部屋の外の廊下には、仏頂面のクロードが立っていた。クロードは、部屋の入口に立っているフルーの姿を見た。さすがいつも冷静なクロードでも少し驚いているようだ。眉間に皺を寄せて、瞼は瞬きを繰り返している。フルーはそんなクロードから視線を逸らしうつむく。
「……どうしたらその姿になるんだ」
クロードは、第一声を何とか絞り出したようだ。
「分からないよ……朝起きたらこうなっていて、驚いて……それで叫んだ……叫んだのはそれが理由」
「……そうか、なるほど」
「うん」
フルーは稚拙な文章のような言葉で、経緯を説明した。クロードはその説明でも、フルーの姿を見たことで全てに合点がいったようだ。
「それで、俺の服をよこせと言ったのは、自分の服じゃ、その大きな胸と尻が入らなかったのか?」
クロードは、フルーが服を貸せと言ったのかの理由まで推測してしまった。
「なっあああ……」
フルーは自分の身体のラインをひざ掛けで隠している。いくらクロードの観察眼が鋭いとはいえ、フルーの変化したボディラインをこう易々と見抜けるわけがない。
――まさか!
フルーは顔から火が出るかと思うほど血が登る。この熱の帯び具合だと、真っ赤になっているだろう。
「や、やっぱり、さっきの一瞬で見たな! 見てないってのは、嘘かよ!」
そうとしか考えられない。このブカブカな服でそこまで推測できるなら、この魔族は透視か何かが出来るのだろうか? フルーはひざ掛けを両手で握り締めると数歩後ずさりする。その両目には薄ら涙が浮かんできている。
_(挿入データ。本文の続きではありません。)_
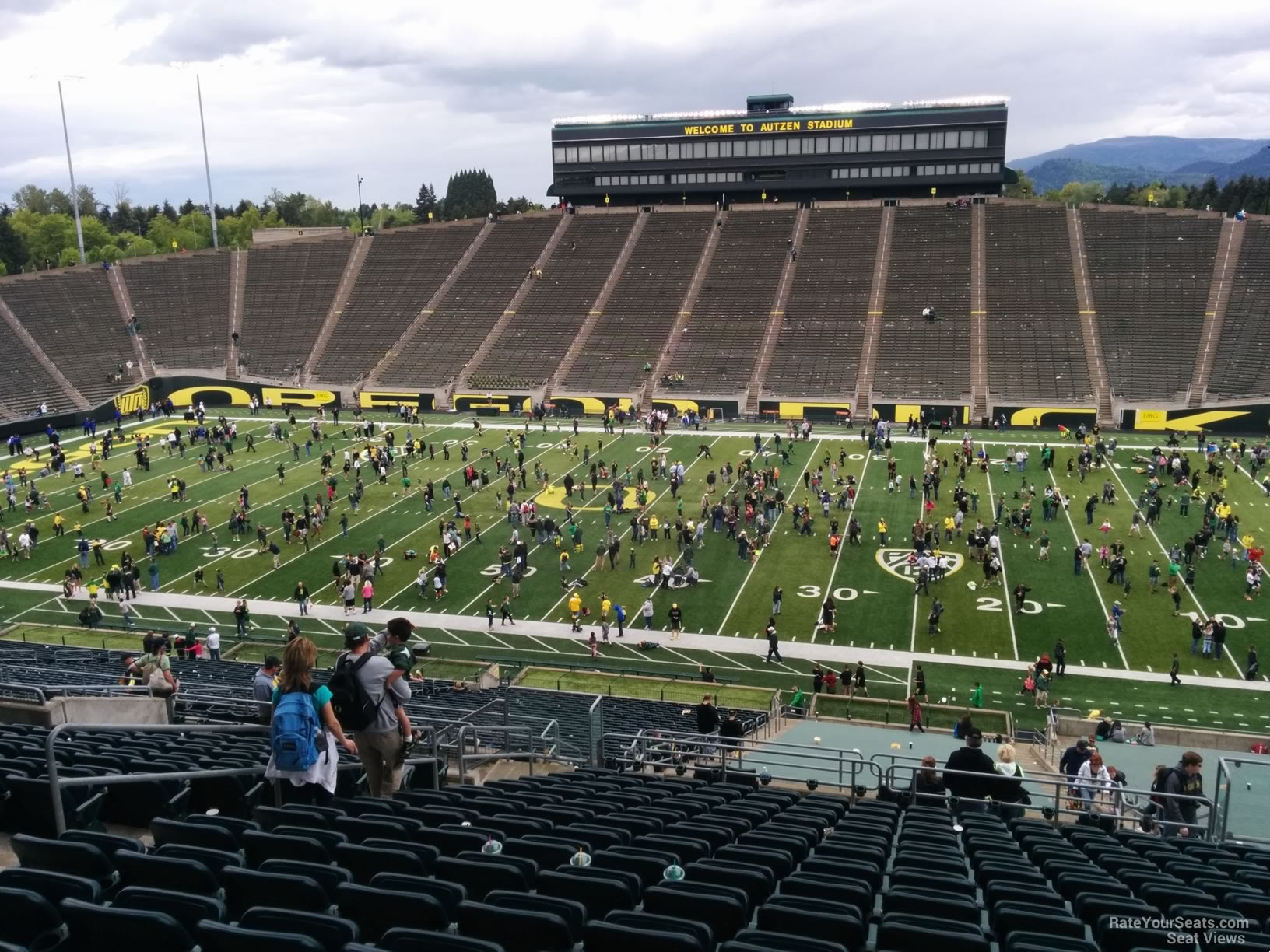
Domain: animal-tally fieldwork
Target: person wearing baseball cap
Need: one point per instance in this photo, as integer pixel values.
(376, 725)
「……あれは言葉の綾だ。そうでも言わなければ収拾がつかないだろう」
クロードは、フルーの裸を目撃してしまったことをさらりと白状する。
――み、られ……た、見られた!
フルーは、特大の悲鳴を上げる。男性の時とは違う、高音の声がフルーの喉から響く。クロードは迷惑そうに顔をしかめる。
「クロードのむっつりスケベ!」
「なっ」
そして、目の前の魔族に特大の捨て台詞をぶつけたかと思うと、脱兎のごとくクロードの前から逃げていった。
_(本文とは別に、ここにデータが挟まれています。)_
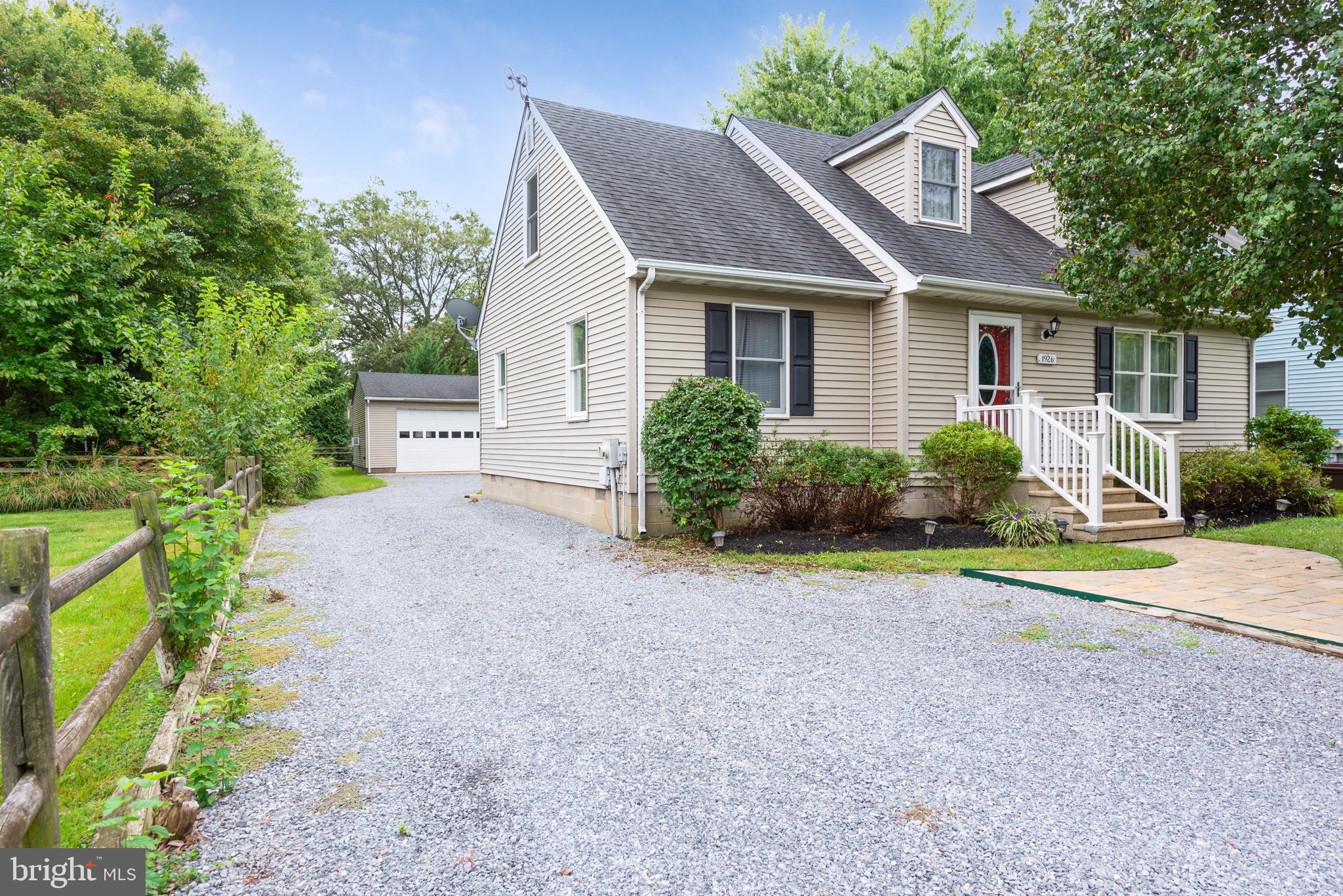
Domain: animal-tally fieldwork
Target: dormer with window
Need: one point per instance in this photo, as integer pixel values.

たまたまその場に居合わせてしまっただけのクロードは、大変不本意な称号を与えられ、廊下に一人取り残される形になった。
「っておいフルー、その恰好でどこへ行く気だ!」
フルーは階段を駆け下りていると、後ろから声を掛けらえた。
「どこって、ヴァンにこの状態を聞いてくるんだよ。僕に付いてくんな!」
フルーはショール代わりのひざ掛けを頭まで被ると、玄関を飛び出した。
「ちくしょう」
泣き顔で鼻が赤くなっているに違いない。それでも構わない、今は一刻も早くこの場から去りたい。